Assessing the impacts of a far-reaching deregulation of new GMOs on consumers’ choice, farmers’ autonomy and nature protection
On 5 July 2023, the European Commission is due to publish its legislative proposal for the new generation of GMOs (new GMOs, or so-called "new genomic techniques" or NGT). The proposal is expected to exclude new GMOs, such as products from CRISPR-Cas9, from the current EU legal framework for GMOs, which will exempt them from labelling requirements as well as safety checks and traceability processes.
While the European Commission has strongly promoted the supposed benefits of new GMOs to help transition towards more sustainable food systems, actual impacts of their far-reaching deregulation have not been properly evaluated by EU officials.
Friends of the Earth Europe made an analysis of the upcoming legislative proposal’s various impacts on the food supply chain, consumers and biodiversity.

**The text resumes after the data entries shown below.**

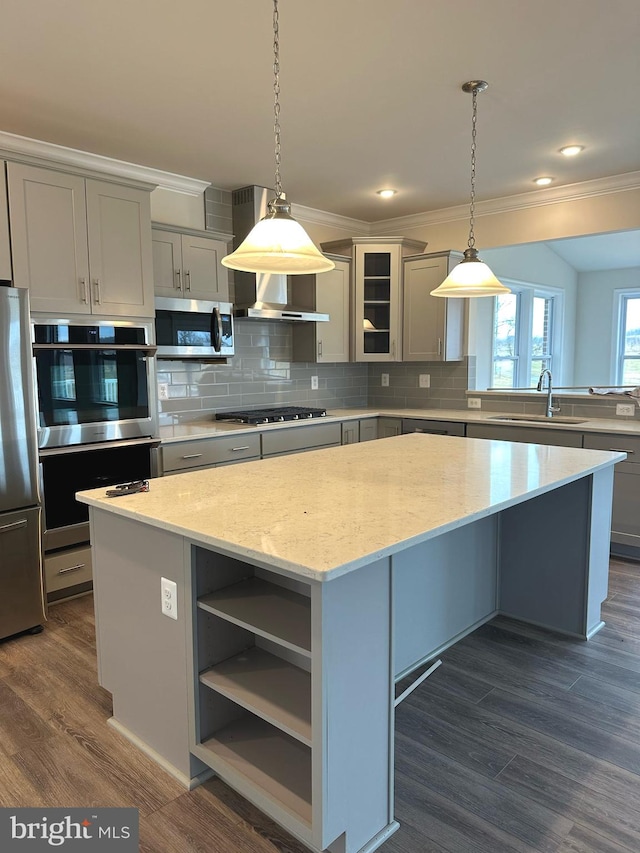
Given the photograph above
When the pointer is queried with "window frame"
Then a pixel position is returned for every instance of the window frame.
(526, 292)
(622, 298)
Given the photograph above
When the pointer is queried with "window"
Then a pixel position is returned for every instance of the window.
(523, 337)
(628, 367)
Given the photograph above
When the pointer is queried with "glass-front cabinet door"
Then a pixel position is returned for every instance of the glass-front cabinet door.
(377, 316)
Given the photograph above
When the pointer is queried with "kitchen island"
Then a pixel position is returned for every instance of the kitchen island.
(307, 585)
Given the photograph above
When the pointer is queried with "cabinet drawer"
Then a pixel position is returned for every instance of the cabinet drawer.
(301, 438)
(432, 427)
(528, 435)
(67, 568)
(209, 451)
(612, 441)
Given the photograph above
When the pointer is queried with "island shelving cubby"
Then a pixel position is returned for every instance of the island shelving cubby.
(253, 709)
(261, 717)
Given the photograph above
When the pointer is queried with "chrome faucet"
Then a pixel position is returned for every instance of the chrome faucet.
(550, 407)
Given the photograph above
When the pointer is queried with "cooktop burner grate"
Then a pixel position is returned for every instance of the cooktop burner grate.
(274, 415)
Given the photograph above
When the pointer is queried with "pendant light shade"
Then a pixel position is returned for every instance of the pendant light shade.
(277, 243)
(471, 277)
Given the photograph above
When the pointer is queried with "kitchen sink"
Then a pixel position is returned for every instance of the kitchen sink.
(556, 419)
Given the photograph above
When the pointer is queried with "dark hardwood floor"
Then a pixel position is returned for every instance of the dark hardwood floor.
(522, 742)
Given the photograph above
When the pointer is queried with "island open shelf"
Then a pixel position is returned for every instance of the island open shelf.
(251, 751)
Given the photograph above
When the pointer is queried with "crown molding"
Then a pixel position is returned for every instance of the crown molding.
(47, 153)
(324, 217)
(507, 204)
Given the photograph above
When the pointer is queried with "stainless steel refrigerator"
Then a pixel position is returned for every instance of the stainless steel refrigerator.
(22, 605)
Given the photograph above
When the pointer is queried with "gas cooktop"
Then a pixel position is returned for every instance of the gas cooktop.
(271, 416)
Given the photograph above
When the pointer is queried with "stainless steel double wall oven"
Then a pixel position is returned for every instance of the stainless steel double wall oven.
(97, 414)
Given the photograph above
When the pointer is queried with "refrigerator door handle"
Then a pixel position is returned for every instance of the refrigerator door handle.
(5, 528)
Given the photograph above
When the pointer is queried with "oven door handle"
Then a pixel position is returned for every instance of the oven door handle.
(216, 328)
(144, 348)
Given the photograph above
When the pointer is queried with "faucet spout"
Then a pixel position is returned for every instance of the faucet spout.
(551, 409)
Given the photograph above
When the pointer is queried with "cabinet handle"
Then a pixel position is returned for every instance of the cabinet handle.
(16, 525)
(71, 569)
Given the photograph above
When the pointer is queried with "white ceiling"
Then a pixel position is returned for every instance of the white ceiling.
(370, 92)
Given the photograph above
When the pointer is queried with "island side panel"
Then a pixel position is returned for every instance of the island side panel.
(142, 653)
(601, 513)
(553, 566)
(352, 696)
(442, 590)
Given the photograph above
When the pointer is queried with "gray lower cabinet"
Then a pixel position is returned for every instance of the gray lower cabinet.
(369, 429)
(298, 439)
(388, 427)
(625, 524)
(432, 427)
(209, 452)
(351, 432)
(527, 435)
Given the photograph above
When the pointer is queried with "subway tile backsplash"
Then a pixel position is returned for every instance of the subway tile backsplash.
(260, 374)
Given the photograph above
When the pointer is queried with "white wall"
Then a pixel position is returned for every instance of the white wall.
(173, 208)
(595, 323)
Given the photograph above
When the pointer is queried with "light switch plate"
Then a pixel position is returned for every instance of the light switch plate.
(626, 409)
(169, 598)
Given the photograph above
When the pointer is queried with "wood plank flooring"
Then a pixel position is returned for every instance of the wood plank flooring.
(522, 742)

Mute Schimpf, food campaigner at Friends of the Earth Europe said:
“The European Commission is choosing to put untested and hidden new GMOs into our fields and onto our plates. There are no legitimate reasons to trample the precautionary principle and sacrifice the right of consumers and farmers to know that they eat or sow. The Commission is falling for the deceptive lobbying campaign led by big agribusiness, instead of protecting its citizens’ best interests."
The European Commission assumes that regulatory barriers hinder corporations’ ability to market new GM seeds, food and feed in Europe.
Fact check: In countries which have widely deregulated new GMOs, like Canada or the USA, two new GM seeds were grown for some years before seemingly being withdrawn from the market. Because of deregulation, no evidence can prove that failure, due to the lack of transparency surrounding those products. In third countries where regulatory barriers are lower than in the EU, new GM research and laboratory work has not materialised in the development of seeds ready to be grown or marketed either.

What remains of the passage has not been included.